Le scene di "danza della vittoria" o "combattimento rituale" sono altrettanto rivelatrici. Figure umane, spesso distinte da specifici attributi come copricapi o indumenti che potrebbero indicare un rango, danzano o esultano attorno a personaggi sconfitti o uccisi. L'identificazione di figure come "generali" o "comandanti" accanto a "soldati" più stilizzati suggerisce l'esistenza di gerarchie sociali e ruoli ben definiti all'interno delle dinamiche di conflitto. Resta aperto il dibattito se queste uccisioni fossero esecuzioni interne (per violazioni delle norme sociali) o il risultato di scontri con gruppi esterni.
Giochi, Rituali e il Confine con la Violenza Letale
Ancora più intriganti sono le raffigurazioni di arcieri che si affrontano in duelli, talvolta in scenari isolati. Queste scene potrebbero rappresentare:
Miti o Leggende: Racconti visivi di eventi eroici o fondanti.
Giochi Rituali: Competi che simulavano il combattimento, forse con regole che limitavano il danno letale. L'analogia con le osservazioni antropologiche di popolazioni in Nuova Guinea è lampante: alcune culture praticavano forme di combattimento rituale o giochi competitivi che, pur potendo causare ferite, non erano necessariamente intesi a essere mortali. L'influenza missionaria in queste aree ha talvolta portato alla sostituzione di questi giochi con attività meno violente, come il calcio, suggerendo la malleabilità culturale delle pratiche aggressive.
Forme di risoluzione dei conflitti non letali: È possibile che questi "giochi gladiatori" fossero un modo per risolvere dispute o stabilire gerarchie senza ricorrere alla guerra su vasta scala.
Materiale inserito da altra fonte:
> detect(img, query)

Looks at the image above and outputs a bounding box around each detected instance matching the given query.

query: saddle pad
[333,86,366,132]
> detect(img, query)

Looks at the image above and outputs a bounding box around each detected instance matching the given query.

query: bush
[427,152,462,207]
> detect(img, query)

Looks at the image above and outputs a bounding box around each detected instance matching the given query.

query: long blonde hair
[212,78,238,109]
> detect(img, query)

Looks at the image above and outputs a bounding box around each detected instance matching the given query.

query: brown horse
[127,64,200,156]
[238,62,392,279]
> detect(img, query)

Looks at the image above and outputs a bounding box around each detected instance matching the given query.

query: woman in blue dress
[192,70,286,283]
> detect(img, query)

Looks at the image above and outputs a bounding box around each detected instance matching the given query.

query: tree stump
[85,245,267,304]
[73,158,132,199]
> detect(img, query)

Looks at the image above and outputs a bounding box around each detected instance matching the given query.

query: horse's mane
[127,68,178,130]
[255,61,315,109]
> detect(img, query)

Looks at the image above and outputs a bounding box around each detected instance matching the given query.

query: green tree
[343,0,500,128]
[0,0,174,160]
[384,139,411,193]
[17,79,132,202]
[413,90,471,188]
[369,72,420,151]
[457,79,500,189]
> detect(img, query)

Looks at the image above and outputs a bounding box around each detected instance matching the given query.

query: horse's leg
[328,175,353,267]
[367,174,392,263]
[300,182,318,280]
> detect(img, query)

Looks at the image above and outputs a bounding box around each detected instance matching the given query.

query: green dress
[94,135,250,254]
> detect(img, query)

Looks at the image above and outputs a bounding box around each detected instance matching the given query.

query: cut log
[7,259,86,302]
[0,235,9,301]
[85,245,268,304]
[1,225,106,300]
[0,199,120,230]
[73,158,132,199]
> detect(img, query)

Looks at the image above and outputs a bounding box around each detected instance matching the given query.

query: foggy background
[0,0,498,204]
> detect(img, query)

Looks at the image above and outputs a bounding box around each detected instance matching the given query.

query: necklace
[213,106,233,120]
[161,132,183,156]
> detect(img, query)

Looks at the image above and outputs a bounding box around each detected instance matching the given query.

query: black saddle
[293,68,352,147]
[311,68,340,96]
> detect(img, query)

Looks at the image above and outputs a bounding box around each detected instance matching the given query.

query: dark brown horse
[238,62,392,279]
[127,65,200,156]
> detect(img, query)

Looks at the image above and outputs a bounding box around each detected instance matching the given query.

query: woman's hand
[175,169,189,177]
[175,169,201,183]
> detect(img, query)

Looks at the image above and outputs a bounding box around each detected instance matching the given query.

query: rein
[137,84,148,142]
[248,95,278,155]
I "Pugilatori" di Monte Prama: Un Caso Mediterraneo
L'analisi di queste testimonianze preistoriche si collega anche a scoperte archeologiche di altre regioni, come i "pugilatori" di Monte Prama in Sardegna. Queste enigmatiche statue nuragiche, raffiguranti guerrieri con scudi e quello che potrebbe essere un pugnale inserito in un guanto rigido, sollevano domande simili sulla natura rituale o bellica dei loro combattimenti. La loro datazione (tra la fine dell'età del Bronzo e l'inizio dell'età del Ferro) suggerisce che le pratiche di conflitto e rituale avevano una lunga storia nel Mediterraneo.
https://www.academia.edu/40540187/Gladiatori_di_Mont%C3%A9_Prama
Conclusioni: La Violenza come Costrutto Sociale?
Il viaggio attraverso il comportamento animale, la filosofia e l'archeologia ci porta a una conclusione complessa: la questione se gli esseri umani siano intrinsecamente violenti non ha una risposta semplice. Le evidenze suggeriscono che, sebbene possano esistere predisposizioni biologiche, la violenza e la guerra non sono inevitabili manifestazioni di una "natura" fissa. Piuttosto, sembrano essere strettamente intrecciate con l'organizzazione sociale, la cultura e i contesti specifici in cui le comunità si sviluppano.
Molti studi, inclusi quelli sull'arte rupestre citati, mostrano che diverse comunità preistoriche hanno affrontato e risolto i conflitti in modi disparati: attraverso la cooperazione, i rituali pacifici, la mediazione o, quando tutto falliva, la guerra. La capacità di scelta e adattamento, la malleabilità del comportamento umano in risposta alle pressioni sociali e ambientali, è forse la nostra caratteristica più distintiva.
La ricerca continua su queste antiche testimonianze non ci fornisce risposte definitive, ma ci offre strumenti preziosi per comprendere meglio le dinamiche che hanno plasmato la nostra specie e, di conseguenza, le sfide che ancora oggi affrontiamo nella costruzione di società più pacifiche.
Cosa pensate, come studiosi o appassionati, di questa complessa interazione tra biologia, cultura e comportamento nel definire la natura umana?